Bouley calls. "I was away cooking a dinner someone won at a benefit," he tells me. "But normally I'm like a tennis ball between the two kitchens. It's only 37 steps. I spend 80 percent of my time doing spontaneous tasting dinners for regulars during the service, actually cooking." Eric Ripert on the line. "I'm never away more than two weeks at a time. I don't cook during service, anyway. I expedite. I don't see how you can control both the kitchen and the dining room if you're cooking."
"I have a very modern way of thinking," Ducasse likes to say. "The chef is there to lead the team and not just to sit behind the piano." So let's give him his frenetic wandering. After all, AD/NY is closed weekends, ideal for dashing off to open his latest Spoon in Tokyo. Maybe we are grown-up enough, we fussy New York eaters, that we don't need either Ducasse or Jim Carrey jetéing through the dining room. I have eaten two lunches and three dinners at Alain Ducasse/New York, and his presence doesn't seem to matter. Remembering the euphoria of that one dinner, I recall my mate observing: "I get what it's about now. An evening of indulgence. Where you won't mind paying $500 because you're not coming if you can't afford it." Many New Yorkers may be less demanding, but for me the food must be seriously good.
And it isn't. In that last lunch, even the holy tuiles are a mess, with bits of melted Parmesan flying. Without whatever gave the tomato cocktail its sublime aura a few nights earlier, it is fussy, a foolish stretch that may remind you that the tomato is a fruit, but it lacks even a slice of fresh tomato. Prawns à la royale is simpering baby food. The special raw scallops have a crude taste unmitigated even by caviar. And now the $66 breast of chicken tastes no better than any other delivered minus its feet. This $76 veal chop is not as good as many I can name in New York, certainly not twice as good. The chocolate, "hot and strong in taste, iced with coffee crystals," is not the swamp it was on first tasting, but it's lost the ice, and the caramelized brioche cubes are a reach. At dinner that same night, the spaghettini is actually less sodden but still much ado about nothing. The frog's legs have no redeeming social value. The gossamer sweetbreads would be so much better discovered inside a crunch of crust.

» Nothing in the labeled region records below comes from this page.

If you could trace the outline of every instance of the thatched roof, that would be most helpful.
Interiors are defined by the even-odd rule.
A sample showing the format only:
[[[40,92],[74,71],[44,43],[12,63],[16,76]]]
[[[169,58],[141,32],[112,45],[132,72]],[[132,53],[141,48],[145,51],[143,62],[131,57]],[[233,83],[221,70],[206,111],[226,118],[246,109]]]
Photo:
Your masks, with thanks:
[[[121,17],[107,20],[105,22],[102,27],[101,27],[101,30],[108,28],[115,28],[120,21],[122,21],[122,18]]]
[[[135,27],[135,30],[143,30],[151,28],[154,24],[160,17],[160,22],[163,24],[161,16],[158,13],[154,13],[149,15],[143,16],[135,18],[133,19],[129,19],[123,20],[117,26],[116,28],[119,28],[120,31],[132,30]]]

I'm not really amused being forced to choose my knife or my pen just so the house can show off how many it's assembled. I'm annoyed. It's an intrusion and it's vulgar. Were Ducasse to try that gimmick in Paris, I think they'd roll him through town to the guillotine. It doesn't really matter much if I say the $500 dinner for two is obscene when our neighbors don't get enough to eat. I think $500 Knick tickets are obscene, too (by the way, Alain, they're $1,500 on the floor), not to mention $1,200 handbags (I bought mine at a sample sale and feel wanton enough). So on questions of what's worth what, maybe I can't be trusted. In certain circles now, nothing succeeds like excess.
But the kitchen desperately needs to be brilliant, and soon. These recipes he claims to create in his head . . . they are too intellectual, too contrived. Narcissus is in love with his own gimmicks. The food has no emotion. If the emperor is naked, we will drape him in a tablecloth to give him time to get his ermine back from the Laundromat. Open to anything? Yes, we are. But in the end, we're not so easily fooled.